A la pause de midi, par le fait sans doute de toucher au but, le repas se prend avec un certain recueillement et les échanges verbaux sont retenus. Vers les 15h30, nous parvenons sur une première crête suffisamment spacieuse pour m’inciter à pousser plus avant l’analyse du lieu en vue d’y dégager une zone de poser. Hélas le site se révèle vite inadéquat : quelques arbres en bois canon, un énorme angélique aux racines de calamar géant, ainsi que deux enchevêtrements de liane risquant de compromettre les calculs de chute des arbres voisins m’ont convaincu d’effectuer un dernier bond jusqu’au sommet de la colline. Là, les arbres sont plus nombreux mais moins majestueux. Il y a un peu de tout, cèdre, angélique, wacapou, Saint Martin rouge, balata, courbaril. Mais pas de bois canon ni d’arbre sacré, selon les piroguiers. En revanche, un immense fromager d’un diamètre de plus d’un mètre cinquante à 3 mètres du sol s’impose immédiatement comme l’obstacle majeur de la zone. Le fromager est en effet constitué d’une fibre ligneuse de faible densité, qui en fait le cauchemar des chefs de missions. D’une part, il émousse très rapidement les tronçonneuses et les bûcherons d’occasion que nous sommes passent un temps fou à ré-avoyer les dents de la tronçonneuse.  En l’occurrence, nous n’avons d’autre choix que de remonter les manches !

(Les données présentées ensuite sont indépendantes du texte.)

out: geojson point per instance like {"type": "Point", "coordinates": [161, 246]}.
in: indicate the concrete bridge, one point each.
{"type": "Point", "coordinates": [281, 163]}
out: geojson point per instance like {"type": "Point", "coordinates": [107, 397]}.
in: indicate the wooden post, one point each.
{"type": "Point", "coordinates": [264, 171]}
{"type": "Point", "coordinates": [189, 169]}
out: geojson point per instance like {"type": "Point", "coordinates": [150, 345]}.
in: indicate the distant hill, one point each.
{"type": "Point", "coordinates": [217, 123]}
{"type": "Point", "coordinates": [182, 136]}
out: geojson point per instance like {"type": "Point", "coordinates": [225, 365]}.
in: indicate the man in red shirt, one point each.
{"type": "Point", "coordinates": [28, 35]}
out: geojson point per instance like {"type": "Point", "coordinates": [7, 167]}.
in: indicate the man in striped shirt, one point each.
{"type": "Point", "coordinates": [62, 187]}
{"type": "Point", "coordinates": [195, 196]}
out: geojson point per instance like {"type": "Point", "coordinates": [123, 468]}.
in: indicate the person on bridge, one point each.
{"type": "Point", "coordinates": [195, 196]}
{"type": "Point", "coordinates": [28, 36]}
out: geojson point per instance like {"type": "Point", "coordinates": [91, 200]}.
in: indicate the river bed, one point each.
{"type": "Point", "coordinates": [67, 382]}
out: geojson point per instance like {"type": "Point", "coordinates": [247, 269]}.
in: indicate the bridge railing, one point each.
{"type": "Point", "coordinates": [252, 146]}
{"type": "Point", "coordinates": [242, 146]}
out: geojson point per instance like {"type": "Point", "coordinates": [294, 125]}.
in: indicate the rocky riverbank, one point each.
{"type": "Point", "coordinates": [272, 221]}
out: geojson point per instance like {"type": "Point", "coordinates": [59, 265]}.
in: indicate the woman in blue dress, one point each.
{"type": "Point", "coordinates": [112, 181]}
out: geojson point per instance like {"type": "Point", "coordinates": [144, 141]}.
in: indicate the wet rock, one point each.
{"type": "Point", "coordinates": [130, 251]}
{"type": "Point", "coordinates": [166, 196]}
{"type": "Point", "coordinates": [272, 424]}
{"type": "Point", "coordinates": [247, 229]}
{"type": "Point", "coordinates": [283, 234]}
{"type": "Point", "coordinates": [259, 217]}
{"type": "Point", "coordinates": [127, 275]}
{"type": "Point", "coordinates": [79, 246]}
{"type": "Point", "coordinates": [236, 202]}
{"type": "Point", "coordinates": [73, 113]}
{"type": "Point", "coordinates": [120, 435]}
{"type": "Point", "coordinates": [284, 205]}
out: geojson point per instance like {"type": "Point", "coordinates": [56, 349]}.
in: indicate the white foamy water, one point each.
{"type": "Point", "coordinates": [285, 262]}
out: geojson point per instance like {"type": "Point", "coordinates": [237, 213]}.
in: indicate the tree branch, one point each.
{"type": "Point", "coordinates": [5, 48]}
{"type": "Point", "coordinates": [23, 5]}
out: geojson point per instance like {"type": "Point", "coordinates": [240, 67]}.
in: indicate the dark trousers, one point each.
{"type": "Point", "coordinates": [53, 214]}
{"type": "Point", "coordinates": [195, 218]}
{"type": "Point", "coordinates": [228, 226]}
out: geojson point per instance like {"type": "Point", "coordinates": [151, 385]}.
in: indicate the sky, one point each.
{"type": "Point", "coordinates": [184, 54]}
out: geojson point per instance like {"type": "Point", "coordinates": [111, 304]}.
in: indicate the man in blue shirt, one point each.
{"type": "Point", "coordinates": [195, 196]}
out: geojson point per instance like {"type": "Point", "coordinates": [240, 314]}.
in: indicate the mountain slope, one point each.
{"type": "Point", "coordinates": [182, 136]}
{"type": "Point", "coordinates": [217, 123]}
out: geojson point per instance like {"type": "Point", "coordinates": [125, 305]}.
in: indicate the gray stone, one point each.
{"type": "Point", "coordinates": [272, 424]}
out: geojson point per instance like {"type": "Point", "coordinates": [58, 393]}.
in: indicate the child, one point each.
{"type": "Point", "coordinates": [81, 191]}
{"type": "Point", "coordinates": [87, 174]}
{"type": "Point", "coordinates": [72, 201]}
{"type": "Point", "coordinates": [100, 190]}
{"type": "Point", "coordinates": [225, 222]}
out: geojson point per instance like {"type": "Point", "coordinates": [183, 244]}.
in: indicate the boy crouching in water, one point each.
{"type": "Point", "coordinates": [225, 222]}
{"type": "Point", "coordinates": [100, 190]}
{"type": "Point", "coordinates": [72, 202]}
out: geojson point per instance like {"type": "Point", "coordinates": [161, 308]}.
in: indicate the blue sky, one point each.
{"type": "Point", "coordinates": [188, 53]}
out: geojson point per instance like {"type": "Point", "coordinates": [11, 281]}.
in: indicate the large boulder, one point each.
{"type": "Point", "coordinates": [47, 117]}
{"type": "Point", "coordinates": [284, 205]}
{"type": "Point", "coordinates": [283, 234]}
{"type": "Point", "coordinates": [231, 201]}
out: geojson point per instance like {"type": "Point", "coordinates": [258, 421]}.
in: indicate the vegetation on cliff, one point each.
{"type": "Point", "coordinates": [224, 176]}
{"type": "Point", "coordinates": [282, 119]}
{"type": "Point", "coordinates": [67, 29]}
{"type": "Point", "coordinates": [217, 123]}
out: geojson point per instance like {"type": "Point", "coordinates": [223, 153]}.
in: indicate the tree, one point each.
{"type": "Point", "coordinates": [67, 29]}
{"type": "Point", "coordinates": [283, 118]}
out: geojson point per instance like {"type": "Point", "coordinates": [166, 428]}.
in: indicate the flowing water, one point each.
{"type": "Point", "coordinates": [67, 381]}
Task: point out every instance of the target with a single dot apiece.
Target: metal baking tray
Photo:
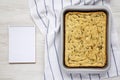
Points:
(109, 22)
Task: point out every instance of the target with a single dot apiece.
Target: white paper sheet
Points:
(21, 44)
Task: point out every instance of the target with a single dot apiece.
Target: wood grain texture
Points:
(16, 13)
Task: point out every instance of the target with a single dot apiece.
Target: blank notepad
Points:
(21, 44)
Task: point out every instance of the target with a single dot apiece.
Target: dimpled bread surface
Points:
(85, 39)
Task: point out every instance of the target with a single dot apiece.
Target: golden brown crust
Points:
(85, 39)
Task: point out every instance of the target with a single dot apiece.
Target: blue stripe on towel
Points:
(114, 60)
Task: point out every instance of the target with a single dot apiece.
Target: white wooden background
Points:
(16, 12)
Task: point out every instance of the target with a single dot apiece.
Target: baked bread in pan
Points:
(85, 37)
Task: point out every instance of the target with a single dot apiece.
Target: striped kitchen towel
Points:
(46, 15)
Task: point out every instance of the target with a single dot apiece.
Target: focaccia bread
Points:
(85, 39)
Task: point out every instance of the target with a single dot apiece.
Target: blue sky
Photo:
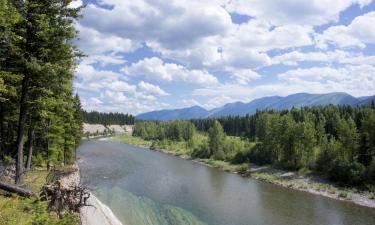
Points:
(146, 55)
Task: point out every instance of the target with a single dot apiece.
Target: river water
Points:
(149, 187)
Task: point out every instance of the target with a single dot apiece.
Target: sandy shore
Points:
(296, 182)
(97, 213)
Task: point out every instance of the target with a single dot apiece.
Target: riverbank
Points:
(95, 213)
(286, 179)
(16, 210)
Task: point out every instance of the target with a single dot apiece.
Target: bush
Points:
(241, 157)
(260, 155)
(346, 172)
(202, 151)
(370, 175)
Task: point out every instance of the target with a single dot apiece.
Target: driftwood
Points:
(15, 189)
(64, 198)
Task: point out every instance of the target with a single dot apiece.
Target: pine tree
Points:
(216, 140)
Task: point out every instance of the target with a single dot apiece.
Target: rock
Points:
(97, 213)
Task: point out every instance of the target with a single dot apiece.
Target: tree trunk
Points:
(30, 146)
(48, 144)
(2, 141)
(18, 190)
(65, 156)
(21, 130)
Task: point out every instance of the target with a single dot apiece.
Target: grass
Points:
(183, 150)
(16, 210)
(133, 140)
(226, 166)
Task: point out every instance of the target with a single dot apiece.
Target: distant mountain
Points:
(272, 102)
(367, 100)
(174, 114)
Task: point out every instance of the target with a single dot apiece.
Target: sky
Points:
(145, 55)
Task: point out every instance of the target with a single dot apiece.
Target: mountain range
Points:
(273, 102)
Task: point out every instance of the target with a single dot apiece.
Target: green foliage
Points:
(108, 118)
(216, 141)
(346, 172)
(336, 141)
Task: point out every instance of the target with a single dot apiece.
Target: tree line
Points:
(95, 117)
(40, 116)
(335, 141)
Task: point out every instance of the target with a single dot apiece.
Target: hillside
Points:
(272, 102)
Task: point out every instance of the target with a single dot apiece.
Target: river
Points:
(148, 187)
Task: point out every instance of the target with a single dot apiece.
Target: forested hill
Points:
(40, 117)
(273, 102)
(335, 141)
(108, 118)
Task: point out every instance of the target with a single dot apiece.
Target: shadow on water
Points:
(148, 187)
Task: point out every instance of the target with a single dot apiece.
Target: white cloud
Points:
(94, 42)
(88, 73)
(76, 4)
(356, 34)
(281, 12)
(151, 89)
(244, 76)
(355, 80)
(121, 86)
(196, 40)
(173, 23)
(189, 102)
(104, 60)
(155, 69)
(336, 56)
(217, 101)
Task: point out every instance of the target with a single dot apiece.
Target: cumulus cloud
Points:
(336, 56)
(155, 69)
(91, 41)
(151, 89)
(281, 12)
(244, 76)
(311, 80)
(172, 23)
(357, 34)
(194, 43)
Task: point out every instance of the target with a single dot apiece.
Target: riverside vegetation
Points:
(336, 143)
(40, 116)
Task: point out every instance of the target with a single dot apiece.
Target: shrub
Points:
(346, 172)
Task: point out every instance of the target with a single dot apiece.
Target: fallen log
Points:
(15, 189)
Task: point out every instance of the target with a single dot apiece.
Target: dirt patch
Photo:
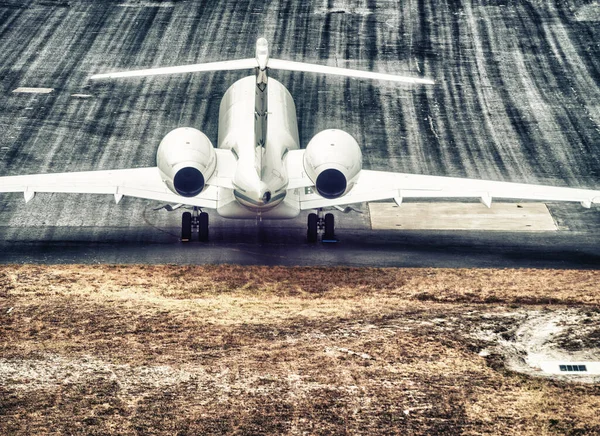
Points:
(196, 350)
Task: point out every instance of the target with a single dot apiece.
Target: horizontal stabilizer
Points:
(313, 68)
(240, 64)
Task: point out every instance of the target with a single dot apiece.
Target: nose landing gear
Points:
(317, 222)
(194, 221)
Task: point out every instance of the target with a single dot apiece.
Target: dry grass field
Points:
(255, 350)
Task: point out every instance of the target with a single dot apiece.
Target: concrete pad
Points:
(25, 90)
(526, 217)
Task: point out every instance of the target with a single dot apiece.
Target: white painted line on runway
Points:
(25, 90)
(147, 5)
(513, 217)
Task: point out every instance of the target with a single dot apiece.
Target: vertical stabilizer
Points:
(261, 103)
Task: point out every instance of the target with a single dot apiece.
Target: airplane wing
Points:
(136, 182)
(379, 185)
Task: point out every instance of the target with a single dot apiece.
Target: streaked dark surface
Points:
(517, 99)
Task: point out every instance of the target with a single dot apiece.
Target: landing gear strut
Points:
(194, 221)
(316, 223)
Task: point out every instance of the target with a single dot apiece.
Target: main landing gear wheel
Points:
(186, 227)
(329, 235)
(317, 223)
(194, 221)
(203, 227)
(313, 229)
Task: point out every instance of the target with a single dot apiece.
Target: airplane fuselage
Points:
(261, 180)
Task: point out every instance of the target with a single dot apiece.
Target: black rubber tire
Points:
(329, 226)
(203, 227)
(312, 232)
(186, 227)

Le campement a été installé un peu en contrebas, non loin d’un petit val ou coule un filet d’eau. La coupe est sans conteste l’un des moments les plus dangereux de la mission. C’est là que peuvent survenir les accidents impliquant le plus de personnes ou les plus graves. Après avoir défini et délimité le périmètre de la zone de poser (environ 60 m de diamètre), correspondant aux besoins d’un Puma, et celui du stockage des bois débités, il convient de répartir les instruments, les secteurs de coupe, les relèves à venir sur les grumes les plus résistantes. On commence par un nettoyage en ligne de la zone circonscrite, au coupe-coupe. Puis après avoir compris l’influence du maillage des lianes sur la chute des troncs, on procède à l’élimination des plus accessibles d’entre elles. L’abattage des plus gros ligneux se fait ensuite par secteur. Certaines essences, sèches et dures, se prêtent à l’utilisation de l’explosif. Le volume de la charge, sa forme, sa hauteur au sol varient. Il convient également de modifier les formules apprises lors des cours d’explosif pour en doubler le volume. Et parfois, encore, cela ne suffit-il pas ! La zone est dégagée et propre au travail lourd lorsque le soir nous surprend.  L’obscurité nous enveloppe en quelques minutes.  A midi du second jour, je constate que le grand fromager, couvert des cicatrices des coups de hache et des tentatives de coupe à la tronçonneuse n’a rien cédé. Une demi-douzaine de fois il a emprisonné dans ses fibres les lames des tronçonneuses que l’on a dû dégager péniblement. L’après-midi, un immense méplat est créé sur le tronc, afin d’accueillir un énorme cataplasme composé d’explosif. Je fais déserter la zone de coupe et procède à la mise à feu.La formidable détonation roule sur la forêt comme un coup de tonnerre.  Malheureusement, le tronc colossal reste tendu vers le ciel sans le moindre indice pouvant laisser à penser qu’il penche, ni dans un sens, ni dans un autre. Je m’approche. Le résultat est dérisoire et frustrant. L’explosion a bien laissé quelques cavités mais elle n’a pas même traversé. Il ne reste que quelques kilogrammes d’explosifs et les piroguiers passent leur temps à ré avoyer et ébavurer les tronçonneuses.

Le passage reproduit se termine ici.